Quem produz o espaço urbano? Os proprietários dos meios de produção (industriais), os proprietários fundiários, os promotores imobiliários o estado e os grupos sociais excluídos. Todos têm entre si interesses às vezes análogos e às vezes contraditórios. O espaço urbano capitalista nesse sentido reproduz os conflitos entre as mais variadas classes sociais. Esses conflitos têm como propósito a posse e o controle da terra urbana.

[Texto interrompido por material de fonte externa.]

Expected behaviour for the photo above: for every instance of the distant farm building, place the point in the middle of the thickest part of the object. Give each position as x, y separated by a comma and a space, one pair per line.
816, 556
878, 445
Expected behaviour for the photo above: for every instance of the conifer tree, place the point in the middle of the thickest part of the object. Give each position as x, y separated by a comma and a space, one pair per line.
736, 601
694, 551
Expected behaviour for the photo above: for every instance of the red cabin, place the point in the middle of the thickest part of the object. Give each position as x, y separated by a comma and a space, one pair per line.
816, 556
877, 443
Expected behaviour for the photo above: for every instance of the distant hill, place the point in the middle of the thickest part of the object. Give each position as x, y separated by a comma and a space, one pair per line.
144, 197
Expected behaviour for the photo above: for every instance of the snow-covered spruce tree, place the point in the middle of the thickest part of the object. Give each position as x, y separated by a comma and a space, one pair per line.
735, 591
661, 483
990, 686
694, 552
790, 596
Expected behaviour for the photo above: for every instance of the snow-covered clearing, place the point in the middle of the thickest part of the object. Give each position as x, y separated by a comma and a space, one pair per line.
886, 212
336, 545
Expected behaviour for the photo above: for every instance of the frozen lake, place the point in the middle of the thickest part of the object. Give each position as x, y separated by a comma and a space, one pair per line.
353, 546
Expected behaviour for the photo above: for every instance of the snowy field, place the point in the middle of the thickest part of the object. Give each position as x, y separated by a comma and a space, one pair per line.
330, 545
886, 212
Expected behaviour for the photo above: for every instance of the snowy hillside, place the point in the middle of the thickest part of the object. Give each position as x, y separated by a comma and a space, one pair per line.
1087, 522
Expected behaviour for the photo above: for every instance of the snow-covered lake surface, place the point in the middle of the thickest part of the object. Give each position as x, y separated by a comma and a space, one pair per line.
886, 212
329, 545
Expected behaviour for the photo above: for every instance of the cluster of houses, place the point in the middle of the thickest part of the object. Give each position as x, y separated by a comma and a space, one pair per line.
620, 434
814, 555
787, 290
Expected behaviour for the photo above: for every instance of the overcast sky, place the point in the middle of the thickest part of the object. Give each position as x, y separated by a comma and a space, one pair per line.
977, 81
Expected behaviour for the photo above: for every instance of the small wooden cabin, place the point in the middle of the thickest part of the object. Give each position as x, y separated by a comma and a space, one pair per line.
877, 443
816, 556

Os grandes proprietários industriais necessitam de grande quantidade de terra, com uma boa acessibilidade e suporte físico (infra-estrutura). Nesse sentido o conflito pela terra ou espaço urbano é constante entre esses agentes produtores do espaço urbano. Os industriais com a sua necessidade de espaço, os proprietários fundiários na espera pela valorização de sua terra (especulação fundiária). Outro agente que interfere nesse processo é o promotor imobiliário que destina grandes quantidades de terra para construção de seus complexos habitacionais às vezes destinados a pessoas de um grande poder aquisitivo que compram seu espaço em locais com maior infra-estrutura. Às vezes organiza outros centros habitacionais destinados a pessoas de baixa renda que têm que se contentar com casas a quilômetros de distancia dos grandes centros, com as mínimas condições de habitação.

Na tentativa de se minimizar esses conflitos todos esses agentes recorrem ao poder do estado para intervir no sentido de apaziguar e mediar esses conflitos. Para isso o estado utiliza-se dos mais variados instrumentos como desapropriação de terras, regulamentação de uso do solo entre outros. Nesse sentido o estado que deveria ser neutro reflete também a sociedade capitalista na maior parte das vezes privilegiando algumas classes em detrimentos de outras.

Outro agente construtor do espaço urbano são os grupos sociais excluídos que não tem acesso a uma moradia descente, nós referimos a maior parte a população urbana. Na sua grande maioria são obrigados a habitarem cortiços e favelas.

             Sendo assim quanto nos referimos a Cidade estamos falando da materialização de todos os fenômenos apresentados nos trabalhos dos dois autores utilizados como referencia, fenomenos sociais, culturais, economicos entre outros.  

REFERÊNCIAS:

SILVA, Joseli Maria. Cultura e Territorialidades Urbanas  uma abordagem da pequena cidade. Revista de História Regional, Ponta Grossa, v. 2, n. 5, p. 9-37, inverno/2000.

CORRÊA, Roberto Lobato. O Espaço Urbano. São Paulo: Editora Ática, 2003.